If one reviewed the history of nuclear weapons accidents and near misses in the US and the USSR/Russia, it would not be pleasant reading. And too often, the US is not sufficiently knowledgeable about the state of other nuclear powers. During the Bush ’43 administration, the threat of Pakistani extremists stealing nuclear weapons was taken very seriously. Ironically, while Pakistan had only a small fraction of the US inventory of nuclear weapons, its warheads were better controlled in some ways than America’s, as security and depended on a three-key system for use once a higher authority gave the order, rather than the US’s two-key system.

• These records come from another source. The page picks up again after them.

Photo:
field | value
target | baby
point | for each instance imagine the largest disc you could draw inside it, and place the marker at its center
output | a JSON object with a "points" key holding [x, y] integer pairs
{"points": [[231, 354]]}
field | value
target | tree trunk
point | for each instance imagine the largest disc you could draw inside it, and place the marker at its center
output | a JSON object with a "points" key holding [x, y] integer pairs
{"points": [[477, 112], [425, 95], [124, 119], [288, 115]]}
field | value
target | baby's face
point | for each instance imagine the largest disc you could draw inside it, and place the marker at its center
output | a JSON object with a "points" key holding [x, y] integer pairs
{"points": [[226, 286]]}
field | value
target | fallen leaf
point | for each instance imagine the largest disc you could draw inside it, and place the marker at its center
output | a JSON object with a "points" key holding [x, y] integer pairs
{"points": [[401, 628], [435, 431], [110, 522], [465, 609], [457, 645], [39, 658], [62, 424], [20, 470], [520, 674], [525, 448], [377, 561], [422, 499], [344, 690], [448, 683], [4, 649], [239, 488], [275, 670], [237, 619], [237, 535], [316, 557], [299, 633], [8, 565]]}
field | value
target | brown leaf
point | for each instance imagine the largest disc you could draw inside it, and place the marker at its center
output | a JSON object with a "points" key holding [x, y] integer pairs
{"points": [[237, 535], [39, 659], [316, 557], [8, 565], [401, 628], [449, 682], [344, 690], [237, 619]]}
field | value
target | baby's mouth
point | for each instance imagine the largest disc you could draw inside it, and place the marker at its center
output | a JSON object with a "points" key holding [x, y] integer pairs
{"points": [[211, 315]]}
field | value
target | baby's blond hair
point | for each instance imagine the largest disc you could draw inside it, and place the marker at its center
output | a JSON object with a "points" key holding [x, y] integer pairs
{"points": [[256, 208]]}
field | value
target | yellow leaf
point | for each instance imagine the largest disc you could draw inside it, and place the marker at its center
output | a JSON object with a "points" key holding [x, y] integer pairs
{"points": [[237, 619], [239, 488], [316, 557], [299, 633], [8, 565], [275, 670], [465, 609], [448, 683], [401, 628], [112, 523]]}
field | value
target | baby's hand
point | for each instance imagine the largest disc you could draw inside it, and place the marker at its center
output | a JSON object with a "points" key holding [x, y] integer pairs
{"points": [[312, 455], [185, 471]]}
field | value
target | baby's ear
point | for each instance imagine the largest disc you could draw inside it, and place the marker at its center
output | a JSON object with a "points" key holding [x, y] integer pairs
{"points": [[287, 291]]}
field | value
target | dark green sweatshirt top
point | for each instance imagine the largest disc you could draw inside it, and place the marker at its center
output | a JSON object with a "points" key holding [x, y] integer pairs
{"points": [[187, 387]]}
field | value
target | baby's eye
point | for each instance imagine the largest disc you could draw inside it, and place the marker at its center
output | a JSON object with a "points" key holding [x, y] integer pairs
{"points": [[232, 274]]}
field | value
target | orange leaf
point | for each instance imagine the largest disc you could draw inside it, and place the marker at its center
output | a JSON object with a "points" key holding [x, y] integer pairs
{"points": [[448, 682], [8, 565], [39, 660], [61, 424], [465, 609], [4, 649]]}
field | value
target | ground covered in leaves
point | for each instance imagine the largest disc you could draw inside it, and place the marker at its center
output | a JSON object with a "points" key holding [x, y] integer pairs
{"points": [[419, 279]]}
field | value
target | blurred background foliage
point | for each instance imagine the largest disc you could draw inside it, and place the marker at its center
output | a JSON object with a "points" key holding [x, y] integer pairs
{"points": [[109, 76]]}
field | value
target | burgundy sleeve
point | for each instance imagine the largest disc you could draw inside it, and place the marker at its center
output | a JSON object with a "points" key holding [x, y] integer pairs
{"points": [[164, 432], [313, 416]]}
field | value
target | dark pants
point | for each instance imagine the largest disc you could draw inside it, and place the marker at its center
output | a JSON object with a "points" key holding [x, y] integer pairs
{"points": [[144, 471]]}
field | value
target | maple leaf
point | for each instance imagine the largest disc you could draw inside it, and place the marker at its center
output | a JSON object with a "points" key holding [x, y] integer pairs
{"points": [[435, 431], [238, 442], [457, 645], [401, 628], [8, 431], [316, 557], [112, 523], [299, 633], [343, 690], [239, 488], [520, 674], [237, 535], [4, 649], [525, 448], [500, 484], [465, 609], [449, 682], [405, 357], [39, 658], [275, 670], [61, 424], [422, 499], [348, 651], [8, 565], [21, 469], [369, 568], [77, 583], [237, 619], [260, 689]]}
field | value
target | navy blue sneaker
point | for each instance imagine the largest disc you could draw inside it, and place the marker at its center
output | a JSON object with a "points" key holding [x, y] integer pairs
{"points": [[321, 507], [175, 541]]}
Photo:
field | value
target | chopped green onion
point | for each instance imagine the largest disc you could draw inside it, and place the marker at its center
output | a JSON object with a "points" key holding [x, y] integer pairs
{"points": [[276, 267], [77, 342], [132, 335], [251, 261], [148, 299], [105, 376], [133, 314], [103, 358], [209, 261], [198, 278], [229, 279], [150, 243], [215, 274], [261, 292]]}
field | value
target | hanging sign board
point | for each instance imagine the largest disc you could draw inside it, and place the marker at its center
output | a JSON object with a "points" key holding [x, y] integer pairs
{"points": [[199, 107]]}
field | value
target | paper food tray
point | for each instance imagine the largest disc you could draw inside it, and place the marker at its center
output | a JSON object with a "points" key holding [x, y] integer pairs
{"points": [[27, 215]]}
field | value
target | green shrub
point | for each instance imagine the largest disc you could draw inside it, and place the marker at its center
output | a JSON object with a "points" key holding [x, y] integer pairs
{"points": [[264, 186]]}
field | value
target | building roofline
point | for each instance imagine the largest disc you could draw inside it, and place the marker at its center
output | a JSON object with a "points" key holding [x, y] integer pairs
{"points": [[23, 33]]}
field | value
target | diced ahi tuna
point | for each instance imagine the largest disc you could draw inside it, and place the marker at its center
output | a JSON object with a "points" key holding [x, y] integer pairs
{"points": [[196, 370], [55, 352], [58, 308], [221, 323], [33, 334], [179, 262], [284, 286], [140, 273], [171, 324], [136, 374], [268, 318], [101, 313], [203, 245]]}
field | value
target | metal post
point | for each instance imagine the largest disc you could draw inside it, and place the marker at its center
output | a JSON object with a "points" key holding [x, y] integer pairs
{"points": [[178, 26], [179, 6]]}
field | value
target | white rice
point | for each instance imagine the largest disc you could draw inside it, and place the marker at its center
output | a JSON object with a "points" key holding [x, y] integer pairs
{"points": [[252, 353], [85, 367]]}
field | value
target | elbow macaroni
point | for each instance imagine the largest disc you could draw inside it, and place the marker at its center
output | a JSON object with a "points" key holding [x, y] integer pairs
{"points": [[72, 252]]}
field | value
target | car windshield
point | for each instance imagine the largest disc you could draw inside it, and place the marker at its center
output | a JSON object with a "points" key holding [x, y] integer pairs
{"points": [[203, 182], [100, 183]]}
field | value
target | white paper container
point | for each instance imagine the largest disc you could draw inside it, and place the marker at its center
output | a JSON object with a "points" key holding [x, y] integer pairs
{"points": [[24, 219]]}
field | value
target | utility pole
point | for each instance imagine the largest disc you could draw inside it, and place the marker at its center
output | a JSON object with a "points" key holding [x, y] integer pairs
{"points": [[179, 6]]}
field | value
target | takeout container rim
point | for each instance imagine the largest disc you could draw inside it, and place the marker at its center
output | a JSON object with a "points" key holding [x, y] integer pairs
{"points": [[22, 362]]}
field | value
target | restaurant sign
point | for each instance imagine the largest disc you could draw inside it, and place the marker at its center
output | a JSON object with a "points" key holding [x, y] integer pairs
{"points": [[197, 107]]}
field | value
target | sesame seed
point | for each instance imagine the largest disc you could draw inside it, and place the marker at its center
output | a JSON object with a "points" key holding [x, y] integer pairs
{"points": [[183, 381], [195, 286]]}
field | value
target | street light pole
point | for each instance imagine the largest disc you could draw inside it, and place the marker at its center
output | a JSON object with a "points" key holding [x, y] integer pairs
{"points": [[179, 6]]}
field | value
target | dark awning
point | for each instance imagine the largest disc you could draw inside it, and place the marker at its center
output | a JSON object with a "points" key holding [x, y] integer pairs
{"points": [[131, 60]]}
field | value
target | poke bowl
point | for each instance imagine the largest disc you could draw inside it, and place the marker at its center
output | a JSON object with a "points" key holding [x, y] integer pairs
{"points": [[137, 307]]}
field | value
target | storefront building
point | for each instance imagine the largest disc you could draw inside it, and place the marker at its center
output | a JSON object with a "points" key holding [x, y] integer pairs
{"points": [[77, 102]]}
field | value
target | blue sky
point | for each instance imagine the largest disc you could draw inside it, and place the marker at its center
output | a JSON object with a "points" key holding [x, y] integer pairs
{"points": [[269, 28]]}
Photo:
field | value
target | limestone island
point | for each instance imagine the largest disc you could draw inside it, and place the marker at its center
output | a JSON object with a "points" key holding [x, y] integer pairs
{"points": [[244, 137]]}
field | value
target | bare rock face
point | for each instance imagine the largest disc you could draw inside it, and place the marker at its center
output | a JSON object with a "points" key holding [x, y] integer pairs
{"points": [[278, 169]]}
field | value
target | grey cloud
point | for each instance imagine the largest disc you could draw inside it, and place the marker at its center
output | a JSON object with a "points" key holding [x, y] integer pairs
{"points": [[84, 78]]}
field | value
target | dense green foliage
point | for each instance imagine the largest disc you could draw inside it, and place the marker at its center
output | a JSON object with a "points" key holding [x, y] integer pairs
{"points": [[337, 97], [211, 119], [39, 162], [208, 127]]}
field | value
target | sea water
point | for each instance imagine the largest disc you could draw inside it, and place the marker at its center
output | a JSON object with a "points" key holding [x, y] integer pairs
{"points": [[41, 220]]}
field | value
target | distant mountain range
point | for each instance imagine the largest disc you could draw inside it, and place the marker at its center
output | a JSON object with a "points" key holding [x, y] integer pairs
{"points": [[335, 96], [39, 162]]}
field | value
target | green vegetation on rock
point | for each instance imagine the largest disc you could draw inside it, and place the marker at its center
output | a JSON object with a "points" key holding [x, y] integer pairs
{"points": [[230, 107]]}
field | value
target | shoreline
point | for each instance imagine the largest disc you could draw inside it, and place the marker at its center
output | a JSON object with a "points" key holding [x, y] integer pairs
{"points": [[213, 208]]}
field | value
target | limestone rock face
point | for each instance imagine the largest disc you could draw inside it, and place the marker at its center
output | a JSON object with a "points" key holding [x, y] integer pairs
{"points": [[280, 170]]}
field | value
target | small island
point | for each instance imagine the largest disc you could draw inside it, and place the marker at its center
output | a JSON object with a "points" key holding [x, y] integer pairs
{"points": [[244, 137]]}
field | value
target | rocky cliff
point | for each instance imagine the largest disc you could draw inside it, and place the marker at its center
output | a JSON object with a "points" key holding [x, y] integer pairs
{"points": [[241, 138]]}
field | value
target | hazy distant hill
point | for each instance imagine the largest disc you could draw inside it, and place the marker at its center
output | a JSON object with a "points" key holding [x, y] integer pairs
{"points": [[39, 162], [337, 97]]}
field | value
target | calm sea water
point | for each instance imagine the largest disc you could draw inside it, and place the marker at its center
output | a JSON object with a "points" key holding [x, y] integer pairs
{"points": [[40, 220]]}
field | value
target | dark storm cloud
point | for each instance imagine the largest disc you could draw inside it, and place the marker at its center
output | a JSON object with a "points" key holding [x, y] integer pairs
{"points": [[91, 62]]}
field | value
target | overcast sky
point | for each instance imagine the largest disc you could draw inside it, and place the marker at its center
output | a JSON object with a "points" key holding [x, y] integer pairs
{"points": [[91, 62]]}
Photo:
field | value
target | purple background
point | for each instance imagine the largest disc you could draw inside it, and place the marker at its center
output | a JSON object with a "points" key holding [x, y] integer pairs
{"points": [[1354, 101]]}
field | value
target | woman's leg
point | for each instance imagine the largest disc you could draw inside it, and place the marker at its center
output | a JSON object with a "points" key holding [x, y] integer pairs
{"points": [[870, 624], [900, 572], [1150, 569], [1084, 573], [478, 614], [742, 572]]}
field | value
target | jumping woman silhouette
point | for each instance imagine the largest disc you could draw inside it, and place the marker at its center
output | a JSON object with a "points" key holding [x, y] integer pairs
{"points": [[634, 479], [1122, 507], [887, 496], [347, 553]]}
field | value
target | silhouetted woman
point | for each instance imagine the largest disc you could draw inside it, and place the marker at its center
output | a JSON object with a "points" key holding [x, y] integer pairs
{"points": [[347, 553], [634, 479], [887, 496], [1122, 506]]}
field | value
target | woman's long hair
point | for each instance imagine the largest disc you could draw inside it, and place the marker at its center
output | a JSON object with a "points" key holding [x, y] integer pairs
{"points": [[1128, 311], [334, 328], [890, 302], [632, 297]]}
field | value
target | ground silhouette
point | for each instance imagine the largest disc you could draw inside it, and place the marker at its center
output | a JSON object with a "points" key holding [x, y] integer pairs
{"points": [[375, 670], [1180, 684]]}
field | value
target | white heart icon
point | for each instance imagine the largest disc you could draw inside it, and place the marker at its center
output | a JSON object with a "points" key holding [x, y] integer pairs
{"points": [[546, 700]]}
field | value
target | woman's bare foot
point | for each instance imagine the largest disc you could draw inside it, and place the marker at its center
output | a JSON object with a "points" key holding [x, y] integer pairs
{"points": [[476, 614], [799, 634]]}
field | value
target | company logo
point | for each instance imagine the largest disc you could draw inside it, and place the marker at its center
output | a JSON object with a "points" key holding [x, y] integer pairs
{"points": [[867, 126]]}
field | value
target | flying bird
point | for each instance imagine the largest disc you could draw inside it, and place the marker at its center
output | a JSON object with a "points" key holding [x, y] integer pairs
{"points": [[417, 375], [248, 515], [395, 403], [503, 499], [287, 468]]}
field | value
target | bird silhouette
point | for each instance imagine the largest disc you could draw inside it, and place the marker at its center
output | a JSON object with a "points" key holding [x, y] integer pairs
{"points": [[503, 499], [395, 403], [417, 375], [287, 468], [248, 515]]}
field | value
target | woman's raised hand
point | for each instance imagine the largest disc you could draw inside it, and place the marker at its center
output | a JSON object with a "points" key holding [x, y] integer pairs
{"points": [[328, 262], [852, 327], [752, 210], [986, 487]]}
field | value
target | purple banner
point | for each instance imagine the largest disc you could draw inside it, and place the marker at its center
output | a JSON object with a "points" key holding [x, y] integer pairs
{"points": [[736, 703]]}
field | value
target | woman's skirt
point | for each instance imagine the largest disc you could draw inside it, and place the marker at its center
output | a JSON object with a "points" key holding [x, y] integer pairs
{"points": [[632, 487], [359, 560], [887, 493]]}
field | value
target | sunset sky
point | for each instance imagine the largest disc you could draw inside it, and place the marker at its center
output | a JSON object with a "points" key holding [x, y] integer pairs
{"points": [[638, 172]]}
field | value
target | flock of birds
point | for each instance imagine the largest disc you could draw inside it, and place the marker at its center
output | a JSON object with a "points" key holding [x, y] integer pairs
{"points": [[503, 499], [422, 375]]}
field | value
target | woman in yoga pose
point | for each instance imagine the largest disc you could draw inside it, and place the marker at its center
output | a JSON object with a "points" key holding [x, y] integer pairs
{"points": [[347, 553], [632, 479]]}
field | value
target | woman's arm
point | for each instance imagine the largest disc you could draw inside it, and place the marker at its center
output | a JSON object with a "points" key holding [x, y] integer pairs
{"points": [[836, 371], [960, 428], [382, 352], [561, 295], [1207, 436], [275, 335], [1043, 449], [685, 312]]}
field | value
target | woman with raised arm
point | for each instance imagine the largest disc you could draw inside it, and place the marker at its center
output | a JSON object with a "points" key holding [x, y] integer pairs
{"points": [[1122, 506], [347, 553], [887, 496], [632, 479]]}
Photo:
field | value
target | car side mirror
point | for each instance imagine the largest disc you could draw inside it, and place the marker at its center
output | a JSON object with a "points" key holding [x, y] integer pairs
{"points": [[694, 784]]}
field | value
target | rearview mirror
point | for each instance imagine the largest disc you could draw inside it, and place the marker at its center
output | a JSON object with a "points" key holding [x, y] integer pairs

For the Cold War, the doctrine of MAD-Mutual Assured Destruction-prevailed as US doctrine. The thesis was that after absorbing an enemy’s first strike, the retaliatory attack would kill enough people and destroy enough of the economy to make war unwinnable. The acronym, to some, had a double meaning that included insanity.
For the bulk of the past eighty years, it was the US-Soviet/Russian nuclear balance that was crucial. The analogy of two scorpions in a bottle represented MAD. With China dramatically increasing its inventory of nuclear weapons and delivery systems, are there now three scorpions in the same bottle? And how do the other nuclear states play in this?
After ending the endless wars in Afghanistan and Iraq, the US returned its strategic focus to the current challenges of today: China, Russia, Iran and North Korea in this reincarnation of Bush ’43’s infamous axis of evil. In this shift in thinking, no issue has greater urgency and need than ensuring that these weapons of true mass destruction will never be detonated in anger or, possibly worse, by accident, precipitating a crisis of unprecedented magnitude.